The Tony Awards were presented this week and, to nobody’s surprise, Hamilton took home 11 awards; but it may surprise you to learn that Lin-Manuel Miranda’s Broadway behemoth musical was based on a book. Yes, Miranda ingeniously diversified the story, but the original source material was Pulitzer Prize-winning author Ron Chernow’s 2005 biography, Alexander Hamilton.
According to the New York Times Art Beat blog, Miranda read the book on vacation in Mexico and was quickly inspired to adapt the story.
Hamilton is just one in a long line of musicals that can trace their origin story back to booksellers’ shelves. It might seem strange to turn a biography or a work of fiction into a successful Broadway musical but Hamilton certainly wasn’t the first, and will likely not be the last. Take a look at the origin stories of these other great stage performances—and fingers crossed for a Fifty Shades of Grey musical.
Alice Walker’s landmark tale of a group of Southern black women in the 1930s had already been adapted into a Academy Award-winning movie before the movie’s star, Oprah Winfrey, helped bring it to the stage. The musical premiered in 2005 and was revived in 2015.
Les Mis is probably better-known as the long-running West End musical than it is a novel by Victor Hugo, but such is how the tale of class, honor and rebellion started after first being published in 1862. It also achieved triple-threat status when released as its most successful movie version—yes, a musical—in 2012.
Spunky and resilient Matilda Wormwood gets the stage she deserves to stand up to awful Mrs. Trunchbull and her neglectful parents. Matilda debuted on stage in London’s West End, hit Broadway in 2013, and has been going strong ever since.

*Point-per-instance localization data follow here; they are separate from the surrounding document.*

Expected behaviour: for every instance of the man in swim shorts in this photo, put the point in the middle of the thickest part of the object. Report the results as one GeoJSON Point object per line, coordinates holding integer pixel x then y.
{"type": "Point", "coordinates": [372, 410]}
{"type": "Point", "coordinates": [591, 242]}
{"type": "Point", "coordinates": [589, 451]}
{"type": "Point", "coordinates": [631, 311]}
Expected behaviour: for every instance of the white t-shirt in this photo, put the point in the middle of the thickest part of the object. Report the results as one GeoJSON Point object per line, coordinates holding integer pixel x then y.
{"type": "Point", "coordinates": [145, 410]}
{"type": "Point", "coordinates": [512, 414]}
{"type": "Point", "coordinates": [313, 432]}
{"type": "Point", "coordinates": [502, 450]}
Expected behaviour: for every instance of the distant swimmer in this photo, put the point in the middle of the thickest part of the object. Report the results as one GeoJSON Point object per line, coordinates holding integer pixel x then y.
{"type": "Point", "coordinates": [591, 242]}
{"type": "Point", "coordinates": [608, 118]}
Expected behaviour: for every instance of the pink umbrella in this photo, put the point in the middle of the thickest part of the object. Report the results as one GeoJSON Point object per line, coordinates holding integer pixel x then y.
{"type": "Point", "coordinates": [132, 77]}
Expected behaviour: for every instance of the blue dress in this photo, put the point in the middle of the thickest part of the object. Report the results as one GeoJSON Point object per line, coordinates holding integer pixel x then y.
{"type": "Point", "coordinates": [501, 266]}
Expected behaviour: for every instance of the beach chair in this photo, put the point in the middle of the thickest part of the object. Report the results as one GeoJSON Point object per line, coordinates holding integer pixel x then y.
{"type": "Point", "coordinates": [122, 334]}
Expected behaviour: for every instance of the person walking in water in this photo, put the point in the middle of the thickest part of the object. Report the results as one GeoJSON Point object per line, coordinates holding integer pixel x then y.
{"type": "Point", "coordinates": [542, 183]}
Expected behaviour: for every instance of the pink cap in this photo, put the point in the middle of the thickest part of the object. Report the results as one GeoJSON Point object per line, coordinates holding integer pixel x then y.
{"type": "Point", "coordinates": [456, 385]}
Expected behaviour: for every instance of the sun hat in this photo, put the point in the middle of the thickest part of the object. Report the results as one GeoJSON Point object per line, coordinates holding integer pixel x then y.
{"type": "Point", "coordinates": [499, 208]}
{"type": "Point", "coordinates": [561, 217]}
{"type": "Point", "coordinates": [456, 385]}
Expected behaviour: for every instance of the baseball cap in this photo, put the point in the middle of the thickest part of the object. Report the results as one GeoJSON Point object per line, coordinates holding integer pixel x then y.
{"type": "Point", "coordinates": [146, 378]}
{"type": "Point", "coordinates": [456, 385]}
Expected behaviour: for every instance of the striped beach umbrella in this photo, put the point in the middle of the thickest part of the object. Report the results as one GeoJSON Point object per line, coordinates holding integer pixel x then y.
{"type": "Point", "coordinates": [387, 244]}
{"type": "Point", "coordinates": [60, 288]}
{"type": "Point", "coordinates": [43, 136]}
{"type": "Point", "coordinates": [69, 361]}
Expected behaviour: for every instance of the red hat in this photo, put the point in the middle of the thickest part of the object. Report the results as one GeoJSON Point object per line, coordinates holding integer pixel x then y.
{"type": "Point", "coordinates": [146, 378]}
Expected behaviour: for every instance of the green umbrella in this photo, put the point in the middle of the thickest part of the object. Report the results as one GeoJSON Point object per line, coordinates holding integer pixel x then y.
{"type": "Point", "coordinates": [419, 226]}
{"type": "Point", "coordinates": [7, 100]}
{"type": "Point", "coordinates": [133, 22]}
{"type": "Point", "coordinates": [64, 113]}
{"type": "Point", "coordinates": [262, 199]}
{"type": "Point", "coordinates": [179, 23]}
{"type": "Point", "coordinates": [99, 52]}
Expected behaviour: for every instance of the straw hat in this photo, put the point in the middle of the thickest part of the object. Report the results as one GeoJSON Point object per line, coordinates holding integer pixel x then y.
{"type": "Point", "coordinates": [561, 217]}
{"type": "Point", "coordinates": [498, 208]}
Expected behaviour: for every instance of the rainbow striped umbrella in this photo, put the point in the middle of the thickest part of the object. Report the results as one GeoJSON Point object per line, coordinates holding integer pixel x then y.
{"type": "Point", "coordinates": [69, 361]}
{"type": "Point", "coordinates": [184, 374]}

The original neglected waif (see also: Les Mis, Matilda), Oliver!, based on Charles Dickens’ Oliver Twist, has been a theater mainstay since it debuted in England nearly 50 years ago. As evidenced by the exclamation mark, the stage version is a bit less gritty than the 1838 novel that tells the tale of a vulnerable young orphan thrown out of a horrible London workhouse to make his way in the equally terrible streets.
The untold story of the witches of Oz translated very nicely from book to stage. Based on the 1995 retelling of the Wizard of Oz, Wicked: The Life and Times of the Wicked Witch of the West by Gregory Maguire lets us see Oz from the witches’ point of view, before the house lands on top of one of them. Wicked is one of the most-performed musicals on Broadway, and a popular touring production as well.
This mainstay of high school gymnasiums and bar mitzvahs the world over actually began as a series of stories called Tevye’s Daughters, by humorist Sholem Aleichem. Baffled by his seven daughters, Tevye just wants them all to grow up happy and marry well. Easier said than done.